Selling porn allows me to stay in a constant state of Bliss - ain't that a trip!
Join Date: Apr 2003
Posts: 3,914
|
I liked what the judge said - a federal judge with some sense-
"“Perhaps we do the minors of this country harm if First Amendment protections, which they will with age inherit fully, are chipped away in the name of their protection,” Judge Lowell Reed Jr., who presided over a four-week trial last fall, wrote in the decision today, The Associated Press reported."
What the FREE SPEECH COALITION rep said was cool too...
From the NYT:
A federal judge in Philadelphia struck down a 1998 law today that made it a crime for commercial Web site operators to allow children under 17 to gain access to “harmful” material.
In the ruling, the judge said that software filters installed on home computers, and other less restrictive means, were a better way to protect children than laws that limit free speech.
“Perhaps we do the minors of this country harm if First Amendment protections, which they will with age inherit fully, are chipped away in the name of their protection,” Judge Lowell Reed Jr., who presided over a four-week trial last fall, wrote in the decision today, The Associated Press reported.
Under the 1998 law, called the Child Online Protection Act, it was a crime for a Web site to allow access to material that was deemed harmful under “contemporary community standards” without first requiring some proof of age, such as a valid credit card. Penalties under the law ranged up to a $50,000 fine and six months in prison for each violation.

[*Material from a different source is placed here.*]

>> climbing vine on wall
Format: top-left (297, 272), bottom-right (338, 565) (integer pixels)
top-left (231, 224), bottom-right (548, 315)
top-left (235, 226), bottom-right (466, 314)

The law was challenged by operators of web sites about reproductive health, by the online magazine Salon, and by other sites with the support of the American Civil Liberties Union. They argued that the law was unconstitutionally vague, and obtained a temporary injunction to keep it from being enforced while the challenge was pending. The Supreme Court upheld that temporary injunction in 2004 on the ground that the law was likely to be struck down at trial. Charles Miller, a spokesman for the United States Department of Justice, said today that the department is reviewing the decision, and is not ready to say what steps it intends to take next.
Diane Duke, executive director of the Free Speech Coalition, an adult entertainment trade group, applauded the decision.
“Predators are the real danger to children, and the adult entertainment community supports prosecution of people who are targeting children,” she said.
Ms. Duke said that many of her group’s 3,200 members, each of whom may have scores or hundreds of separate web sites, add tags to their sites to make sure that filtering software can block them. She said the group is now studying how many sites do so.
“We don’t intend for children to access this material,” she said. “We intend for this to be viewed by adults. It’s for adults, by adults.”
Technology experts told The A.P. that parents now have more serious concerns about the Web than pornography — for example, the use by online predators of social-networking sites like News Corporation’s MySpace site.
In their defense of the 1998 law, government lawyers took issue with software filters as burdensome and less effective than a criminal statute, though the government has successfully defended a 2000 law requiring the use of filters in schools and libraries that receive federal money.
“It is not reasonable for the government to expect all parents to shoulder the burden to cut off every possible source of adult content for their children, rather than the government’s addressing the problem at its source,” a government lawyer, Peter D. Keisler, argued in a post-trial brief.
The law applied only to content hosted in the United States One of the arguments made by the law’s challengers was that fear of prosecution would simply lead Web site operators to move overseas, beyond its reach.
Congress tried without success in 1996 to ban online pornography outright, but that law, too, failed to stand up to a legal challenge that it was too vague and conflicted with adults’ free-speech rights. The Supreme Court overturned that law in 1997.